If The Valachi Papers had been released before 1972, I am convinced it would have been a huge success at the box office, and today would have been thought of in much higher regard than it is. Sadly, for this Charles Bronson movie The Godfather hit the cinemas in the same year, and because there are a few similarities between the two stories ie mafia, etc, The Valachi Papers floundered slightly because many saw it as an attempt by the filmmakers to cash on the success of The Godfather.

The significant difference between the two movies was that The Godfather was based upon fictionalized characters created by Mario Puzo and possessed true elegance. The Valachi Papers was in contrast a more straight to the point and matter of fact affair, which took its storyline from factual material about real life mobsters.   This is highlighted on the posters for the movie, which state Fact not Fiction. The film opens in the early part of the 1960’s with one of the mob Joseph Valachi  (Charles Bronson) behind bars in state prison where many attempts on his life have been made. It transpires that someone in the organization has talked, and the bosses of the organisation want revenge.

One of the top brass of the mob Genovese (Lino Ventura) seems to think that it is  Valachi. And, as in the time tradition of the mafia a contract has been placed on Valachi’s head. This has the consequence of forcing Valachi to go to the authorities. After this opening the remainder of the movie spends a lot of its time showing Valachi spilling the beans on almost everything and giving his story to the government agents. What follows is a long story about Valachi’s earliest days in the mob (shades of The Godfather ll) which was in the 1930’s, right up to the point where he is arrested and eventually taken to prison.

The movies storyline is given even greater weight and is allowed to unfold because the film is quite long in duration, so the story is explained fully as it were, the movie runs for just over two hours, but its not a film that drags or ever becomes uninteresting it also helps that Charles Bronson is given some excellent support within the movie.  Lino Ventura, for example as the mafia boss, normally the actor being associated with French cinema.


There was nothing that I would call negative about the film other than a few very minor things. Bronson for example was I think to old looking for the movie as the character was supposedly just under thirty years of age. Bronson looks a lot older. Also, a few things on the sets were out of place such as cars that were not from the period in which the movie was set, and the biggest mistake was in a scene where the two towers can clearly be seen under construction., maybe this is all very minor and certainly did not spoil the entertainment value of the picture, but could have been handled a little better.  The movie was to the surprise of many given a PG rating in the States on its release, I say surprising because there is a fair amount of bloody violence in the movie and nudity that includes a lesbian scene.

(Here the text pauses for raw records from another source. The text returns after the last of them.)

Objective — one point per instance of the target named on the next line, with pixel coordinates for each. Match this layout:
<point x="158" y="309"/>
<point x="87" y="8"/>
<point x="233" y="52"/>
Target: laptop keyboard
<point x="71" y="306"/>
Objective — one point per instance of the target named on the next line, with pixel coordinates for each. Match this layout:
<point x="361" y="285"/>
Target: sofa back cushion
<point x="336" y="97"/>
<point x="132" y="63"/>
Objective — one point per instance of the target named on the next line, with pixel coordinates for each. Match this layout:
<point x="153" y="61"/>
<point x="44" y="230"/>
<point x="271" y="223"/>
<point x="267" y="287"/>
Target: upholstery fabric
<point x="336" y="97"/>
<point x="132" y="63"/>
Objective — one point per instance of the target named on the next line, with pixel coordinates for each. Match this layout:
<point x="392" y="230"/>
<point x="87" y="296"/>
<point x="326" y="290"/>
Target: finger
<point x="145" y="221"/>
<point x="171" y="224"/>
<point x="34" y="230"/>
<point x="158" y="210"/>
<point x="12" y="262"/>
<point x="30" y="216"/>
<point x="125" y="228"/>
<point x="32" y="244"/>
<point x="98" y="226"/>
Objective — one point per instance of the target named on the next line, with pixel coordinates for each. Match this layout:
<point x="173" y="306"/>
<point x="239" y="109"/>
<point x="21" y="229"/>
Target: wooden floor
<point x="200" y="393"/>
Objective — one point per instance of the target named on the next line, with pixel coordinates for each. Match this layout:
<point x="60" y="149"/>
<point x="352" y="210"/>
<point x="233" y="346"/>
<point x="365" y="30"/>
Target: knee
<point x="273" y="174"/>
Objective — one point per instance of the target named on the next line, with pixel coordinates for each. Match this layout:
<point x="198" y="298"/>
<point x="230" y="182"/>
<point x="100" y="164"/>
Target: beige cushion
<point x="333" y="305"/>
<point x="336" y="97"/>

The rating was changed later to an R.  But the film struggled to receive an ‘X’ certificate in the UK , with the censors imposing heavy cuts on the movie before allowing it to be shown in cinema’s. These included the castration scene, bloody shootings, and the meat hook killing. With the later video and DVD releases restoring the cuts. This would be the third European film that was a collaboration between actor Charles Bronson and director Terence Young the others being Cold Sweat (1970) and the Samurai/Western movie Red Sun (1971). The plot was adapted from the Peter Maas’ novel of the same name that covers the true account of the mafia underworld and organised crime, and included a good solid cast Joseph Wiseman, Walter Chiari, Gerald S. O’Loughlin, Angelo Infanti and Amedeo Nazzari, with Jill Ireland playing Valachi’s wife.

 Music was by seasoned Italian Maestro Riz Ortolani, who penned a lyrical sounding theme for the movie and provided it with traditional sounding Sicilian pieces and highly dramatic and driving compositions to underline and enhance the action of screen. Ortolani was like his fellow Italian composers Mario Nascimbene, and Nino Rota popular in both Italy and the USA. Ortolani providing music for films such as Seventh Dawn, The Glory Guys, and The Yellow Rolls Royce. The soundtrack for The Valachi Papers was originally released on the Phillips record label in 1972 but has sadly never seen a compact disc or digital release. It is probably one of Ortolani’s best scores from the 1970’s. And when you consider that the composer was already a popular figure and the movie starred Bronson it is again something of a surprise that the score has never been re-issued.

A Generous Girl

The score is a varied one with the composer writing jazz orientated themes such as A Generous Girl alongside more romantic pieces, such as the movies lush sounding Valachi theme and the music for The Engagement of Joe and Maria, which utilised elements of the Valachi.


The score also including dark and apprehensive cues as in Murder in the Streets and Awaiting, that perfectly underlined the tension of the storyline.


Plus there is the Sicilian flourishes and influences that are present in The Tarantella Party, and the strident and slightly martial sounding Power and Violence which is very much in the style of Morricone. Then we have the haunting and addictive sounding I Te Vurria Vasa performed on solo trumpet in the style of Michele Lacerenza and Nini Rosso. This is a superb score and one that deserves to see the light of day on CD or digital platforms for younger collectors of film music to savour, maybe someday soon it will happen, and we also might see the soundtracks for The Hunting Party and Ciakmull also by Ortolani released?